Entropic control of particle sizes during viral self-assembly
Martin Castelnovo (Phys-ENS), Delphine Muriaux, Cendrine, Faivre-Moskalenko (Phys-ENS)

TL;DR
This paper presents a theoretical analysis demonstrating how configuration entropy influences viral particle size distribution and RNA uptake, offering a new entropic control mechanism supported by recent experimental evidence.
Contribution
It introduces a novel theoretical model highlighting the role of entropy in controlling viral assembly and size distribution, specifically applied to retroviruses like HIV-1.
Findings
Entropy influences viral particle size distribution.
A new entropic control mechanism for RNA uptake in viruses.

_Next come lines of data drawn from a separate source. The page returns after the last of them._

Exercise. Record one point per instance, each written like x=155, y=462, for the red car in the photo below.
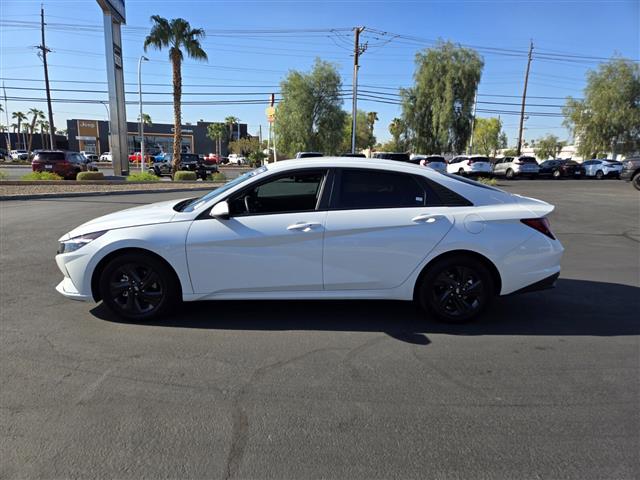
x=63, y=163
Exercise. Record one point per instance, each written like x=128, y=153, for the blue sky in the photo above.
x=247, y=62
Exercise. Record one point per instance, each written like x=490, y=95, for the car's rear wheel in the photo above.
x=456, y=289
x=138, y=287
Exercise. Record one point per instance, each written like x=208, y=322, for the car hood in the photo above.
x=161, y=212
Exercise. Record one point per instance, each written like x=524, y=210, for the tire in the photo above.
x=456, y=289
x=138, y=287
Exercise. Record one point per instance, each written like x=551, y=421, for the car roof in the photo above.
x=346, y=162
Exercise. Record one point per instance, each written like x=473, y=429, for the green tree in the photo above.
x=608, y=119
x=19, y=117
x=398, y=129
x=36, y=115
x=548, y=146
x=178, y=36
x=437, y=110
x=216, y=132
x=310, y=117
x=364, y=134
x=486, y=136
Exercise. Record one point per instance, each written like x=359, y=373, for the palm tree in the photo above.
x=178, y=35
x=396, y=128
x=19, y=117
x=43, y=125
x=37, y=115
x=146, y=119
x=231, y=121
x=372, y=118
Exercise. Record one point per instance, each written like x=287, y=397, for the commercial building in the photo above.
x=93, y=136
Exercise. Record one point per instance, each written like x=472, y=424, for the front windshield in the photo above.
x=197, y=203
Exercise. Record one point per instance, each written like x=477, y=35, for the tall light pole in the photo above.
x=145, y=59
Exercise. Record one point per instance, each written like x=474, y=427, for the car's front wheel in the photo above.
x=138, y=287
x=456, y=289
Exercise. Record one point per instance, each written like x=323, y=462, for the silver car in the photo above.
x=511, y=167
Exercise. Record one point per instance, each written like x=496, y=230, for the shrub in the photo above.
x=219, y=177
x=90, y=176
x=185, y=176
x=41, y=176
x=143, y=177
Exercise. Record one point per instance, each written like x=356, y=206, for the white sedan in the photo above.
x=334, y=228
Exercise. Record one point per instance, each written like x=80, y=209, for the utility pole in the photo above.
x=44, y=50
x=524, y=100
x=473, y=122
x=6, y=112
x=357, y=51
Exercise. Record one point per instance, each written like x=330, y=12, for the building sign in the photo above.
x=115, y=7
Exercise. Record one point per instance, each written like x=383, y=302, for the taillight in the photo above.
x=540, y=224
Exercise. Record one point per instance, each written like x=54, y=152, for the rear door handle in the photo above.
x=426, y=218
x=303, y=226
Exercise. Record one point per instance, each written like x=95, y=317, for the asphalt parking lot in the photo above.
x=545, y=385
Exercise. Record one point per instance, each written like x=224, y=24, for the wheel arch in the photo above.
x=491, y=267
x=97, y=272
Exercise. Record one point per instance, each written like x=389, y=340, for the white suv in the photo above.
x=473, y=165
x=512, y=167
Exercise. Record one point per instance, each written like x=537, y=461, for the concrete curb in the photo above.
x=36, y=196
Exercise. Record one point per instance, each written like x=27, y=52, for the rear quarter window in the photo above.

Experimental evidence supports the model's predictions.
Abstract
Morphologic diversity is observed across all families of viruses. Yet these supra-molecular assemblies are produced most of the time in a spontaneous way through complex molecular self-assembly scenarios. The modeling of these phenomena remains a challenging problem within the emerging field of Physical Virology. We present in this work a theoretical analysis aiming at highlighting the particular role of configuration entropy in the control of viral particle size distribution. Specializing this model to retroviruses like HIV-1, we predict a new mechanism of entropic control of both RNA uptake into the viral particle, and of the particle's size distribution. Evidence of this peculiar behavior has been recently reported experimentally.